The problem that exists in cases of drug-facilitated sexual assault or where the victim is incapacitated is many victims may not recognize that they have been raped. Even if they know they were forced, the fact that either they were under the influence of drugs or their assailant was means for them the lines of accountability may get blurry. For example recently there was a case where a young-college aged woman stated she had went to a party and a guy asked to hook up with her. She said no to him, and then he lured her into a room by begging her to help him with an emergency. She did so and he raped her. She wasn't really clear whether it was rape or not because the assailant had been drunk. In this case the victim was not incapacitated or under the influence of drugs but the assailant was and he used that to his advantage telling her that at parties it is normal for people to have sex. While she knew that something was wrong, it was difficult for her to label it rape.
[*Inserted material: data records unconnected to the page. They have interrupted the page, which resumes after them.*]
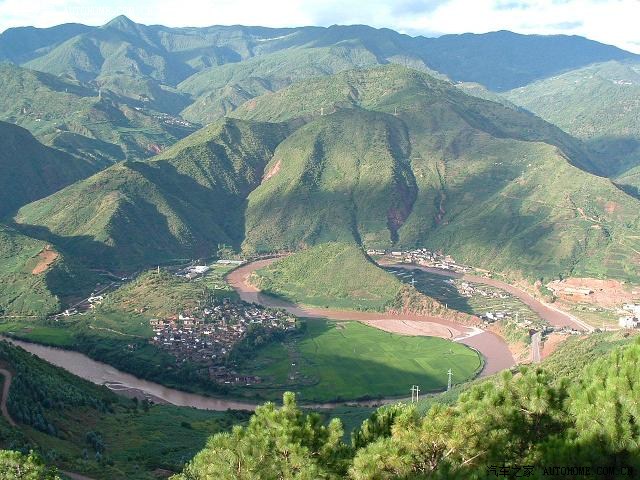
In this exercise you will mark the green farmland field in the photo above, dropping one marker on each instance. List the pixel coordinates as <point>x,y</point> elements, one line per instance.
<point>349,360</point>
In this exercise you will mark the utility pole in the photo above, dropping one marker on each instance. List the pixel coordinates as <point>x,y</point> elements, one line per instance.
<point>415,393</point>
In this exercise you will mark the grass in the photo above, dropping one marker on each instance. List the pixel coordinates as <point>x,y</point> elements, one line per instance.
<point>336,275</point>
<point>138,440</point>
<point>349,360</point>
<point>182,204</point>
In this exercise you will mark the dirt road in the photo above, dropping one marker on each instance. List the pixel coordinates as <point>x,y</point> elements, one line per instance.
<point>493,348</point>
<point>547,312</point>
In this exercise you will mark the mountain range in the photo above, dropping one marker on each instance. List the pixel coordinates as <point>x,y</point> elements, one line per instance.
<point>346,133</point>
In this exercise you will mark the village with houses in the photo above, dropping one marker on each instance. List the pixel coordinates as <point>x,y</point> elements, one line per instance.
<point>207,337</point>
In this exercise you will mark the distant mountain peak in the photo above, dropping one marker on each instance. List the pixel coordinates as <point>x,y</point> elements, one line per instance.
<point>122,22</point>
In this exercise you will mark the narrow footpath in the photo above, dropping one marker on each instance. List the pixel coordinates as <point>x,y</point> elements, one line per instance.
<point>493,348</point>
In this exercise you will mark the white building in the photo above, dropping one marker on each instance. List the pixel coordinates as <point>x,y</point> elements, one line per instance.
<point>629,322</point>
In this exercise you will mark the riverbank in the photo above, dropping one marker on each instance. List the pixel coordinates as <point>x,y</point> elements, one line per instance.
<point>494,349</point>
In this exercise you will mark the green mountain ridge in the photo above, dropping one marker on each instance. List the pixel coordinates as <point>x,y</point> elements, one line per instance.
<point>490,185</point>
<point>598,104</point>
<point>180,204</point>
<point>399,159</point>
<point>99,126</point>
<point>31,171</point>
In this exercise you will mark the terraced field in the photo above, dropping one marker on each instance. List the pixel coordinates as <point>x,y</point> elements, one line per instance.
<point>349,360</point>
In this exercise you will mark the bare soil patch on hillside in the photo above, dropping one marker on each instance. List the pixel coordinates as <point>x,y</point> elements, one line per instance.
<point>605,293</point>
<point>493,348</point>
<point>551,343</point>
<point>45,259</point>
<point>273,170</point>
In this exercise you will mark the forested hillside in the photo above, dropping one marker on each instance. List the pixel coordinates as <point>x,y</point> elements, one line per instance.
<point>86,428</point>
<point>87,120</point>
<point>181,204</point>
<point>600,104</point>
<point>528,419</point>
<point>31,171</point>
<point>421,163</point>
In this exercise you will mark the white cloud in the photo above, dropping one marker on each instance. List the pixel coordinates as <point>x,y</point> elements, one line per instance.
<point>608,21</point>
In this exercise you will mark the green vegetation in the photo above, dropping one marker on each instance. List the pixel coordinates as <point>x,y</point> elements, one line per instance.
<point>597,103</point>
<point>348,360</point>
<point>336,275</point>
<point>100,127</point>
<point>526,417</point>
<point>449,292</point>
<point>487,184</point>
<point>153,294</point>
<point>179,205</point>
<point>18,466</point>
<point>35,278</point>
<point>86,428</point>
<point>31,170</point>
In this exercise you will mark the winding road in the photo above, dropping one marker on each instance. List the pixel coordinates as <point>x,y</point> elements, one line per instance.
<point>495,351</point>
<point>547,312</point>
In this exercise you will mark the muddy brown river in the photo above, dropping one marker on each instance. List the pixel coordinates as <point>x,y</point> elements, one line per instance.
<point>494,350</point>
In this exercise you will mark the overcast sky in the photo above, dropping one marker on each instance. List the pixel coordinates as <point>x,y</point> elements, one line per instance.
<point>609,21</point>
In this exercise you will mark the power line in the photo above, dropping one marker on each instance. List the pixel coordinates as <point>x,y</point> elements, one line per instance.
<point>415,393</point>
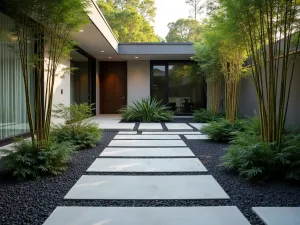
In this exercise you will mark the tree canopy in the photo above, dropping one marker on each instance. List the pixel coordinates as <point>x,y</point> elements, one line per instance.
<point>184,30</point>
<point>196,7</point>
<point>130,19</point>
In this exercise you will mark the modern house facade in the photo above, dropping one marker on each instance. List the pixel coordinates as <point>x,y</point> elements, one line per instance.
<point>109,74</point>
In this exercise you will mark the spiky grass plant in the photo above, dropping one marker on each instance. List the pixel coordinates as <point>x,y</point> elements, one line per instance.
<point>146,110</point>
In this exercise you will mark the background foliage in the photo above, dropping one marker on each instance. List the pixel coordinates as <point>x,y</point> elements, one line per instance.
<point>130,19</point>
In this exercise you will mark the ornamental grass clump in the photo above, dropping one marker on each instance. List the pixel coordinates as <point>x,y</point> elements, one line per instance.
<point>27,161</point>
<point>76,128</point>
<point>146,110</point>
<point>259,160</point>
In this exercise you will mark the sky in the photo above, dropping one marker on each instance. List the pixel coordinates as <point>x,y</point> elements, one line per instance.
<point>168,11</point>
Such hesitancy to frame it as rape as well as to blame one-self for what happened has translated into low rates of reporting. For example for sexual assault cases for women in colleges, the reporting rate is 12%. The number is ever smaller for victims of drug-facilitated sexual assault who report. Some of the reasons why college-aged women do not take action against the perpetrator include not wanting their peers and social-support systems to know about the rape, the fear of retaliation, the uncertainty about whether a crime actually occurred, and the victim may not be sure whether the crime was serious enough to report. Again within drug-facilitated sexual assault cases, most victims know their perpetrators.
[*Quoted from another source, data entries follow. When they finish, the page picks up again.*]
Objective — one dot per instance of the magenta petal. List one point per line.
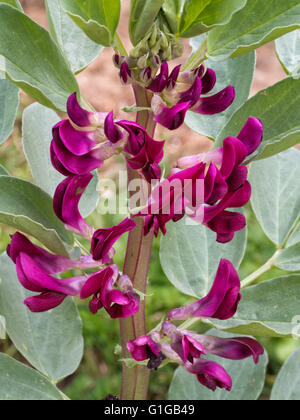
(238, 348)
(208, 81)
(66, 200)
(252, 134)
(172, 118)
(211, 375)
(111, 130)
(161, 81)
(104, 239)
(217, 103)
(78, 115)
(77, 142)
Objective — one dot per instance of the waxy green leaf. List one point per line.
(276, 200)
(269, 309)
(247, 380)
(190, 256)
(21, 383)
(277, 108)
(200, 16)
(238, 72)
(288, 52)
(52, 341)
(142, 16)
(287, 385)
(9, 103)
(97, 18)
(27, 208)
(259, 22)
(33, 61)
(78, 49)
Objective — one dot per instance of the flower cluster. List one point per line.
(190, 349)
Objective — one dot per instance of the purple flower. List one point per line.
(104, 239)
(146, 152)
(121, 303)
(66, 200)
(143, 348)
(52, 291)
(221, 302)
(51, 264)
(210, 374)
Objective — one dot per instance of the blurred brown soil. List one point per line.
(100, 83)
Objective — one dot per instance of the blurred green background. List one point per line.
(100, 371)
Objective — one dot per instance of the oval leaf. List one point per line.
(51, 342)
(200, 16)
(9, 103)
(269, 309)
(190, 256)
(287, 385)
(288, 52)
(247, 380)
(276, 200)
(27, 208)
(97, 18)
(19, 382)
(277, 107)
(238, 72)
(78, 49)
(33, 60)
(256, 24)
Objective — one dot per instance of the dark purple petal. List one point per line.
(237, 348)
(172, 118)
(222, 300)
(217, 103)
(252, 134)
(211, 375)
(111, 130)
(66, 200)
(78, 115)
(161, 81)
(104, 239)
(208, 81)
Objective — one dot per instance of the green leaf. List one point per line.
(200, 16)
(277, 108)
(78, 49)
(247, 380)
(52, 341)
(3, 171)
(27, 208)
(190, 256)
(97, 18)
(142, 16)
(276, 200)
(267, 310)
(19, 382)
(256, 24)
(37, 135)
(289, 259)
(9, 103)
(33, 60)
(287, 385)
(172, 10)
(288, 52)
(238, 72)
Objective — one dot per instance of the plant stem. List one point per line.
(135, 381)
(262, 270)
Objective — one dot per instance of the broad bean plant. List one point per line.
(57, 258)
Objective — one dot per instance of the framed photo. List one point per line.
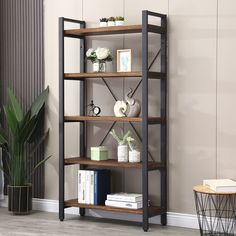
(124, 58)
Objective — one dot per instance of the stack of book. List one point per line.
(125, 200)
(220, 185)
(93, 186)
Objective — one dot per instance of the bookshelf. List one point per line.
(145, 120)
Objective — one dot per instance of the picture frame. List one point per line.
(124, 60)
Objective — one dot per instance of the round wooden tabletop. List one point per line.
(205, 189)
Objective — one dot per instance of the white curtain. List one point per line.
(1, 178)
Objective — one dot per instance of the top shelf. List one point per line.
(124, 29)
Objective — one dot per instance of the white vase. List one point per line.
(103, 24)
(134, 156)
(111, 23)
(99, 66)
(119, 22)
(123, 153)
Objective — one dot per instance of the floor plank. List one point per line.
(43, 223)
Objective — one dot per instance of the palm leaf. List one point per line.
(39, 142)
(14, 105)
(11, 120)
(39, 102)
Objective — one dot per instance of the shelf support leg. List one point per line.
(164, 124)
(61, 118)
(145, 119)
(82, 105)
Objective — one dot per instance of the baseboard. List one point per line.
(173, 219)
From the perspective of perpetrators, Abbey, Parkhhill, Clinton-Sherrod, Zawacki (2007), in their study compared men who committed sexual assaults found that on the contrary to what social views may think, perpetrators usually pick the victims and then isolate them from their friends or social circle. The perpetrators will often come off as if they are rescuing the victim by offering an incapacitated individual(drunk, high, or passed out) to what they will convey to the victim as a safe place. Perpetrators will use the fact that the victim was intoxicated to convince them their assault was consensual or normal, and that is how things are. This is even if the victim remembers. An overwhelming majority of these perpetrators are repeat offenders who have targeted multiple victims. Therefore contrary to what society may think when perpetrators who commit such assaults do it because they are incapacitated is misleading and is another place for perpetrators to have the space to commit rapes and violate others without having to worry about the consequences. It is important to mention that while the statistics in the national study focused on college-aged women, men are also victims of drug facilitated sexual assaulted.

However we can stand firm and work to prevent such incidents from occurring. We can be more attentive when we are out in social gatherings, at parties, in clubs, and bars. We can educate men and women about the devestating crime the drug facilitated sexual assault is and the physical as well as psychological scars that victims will suffer from. On the most basic level we can start by changing our own attitudes towards drug-facilitated-sexual assault where we usually place the blame on the victim rather than giving them the social support, which can be instrumental in the recovery process.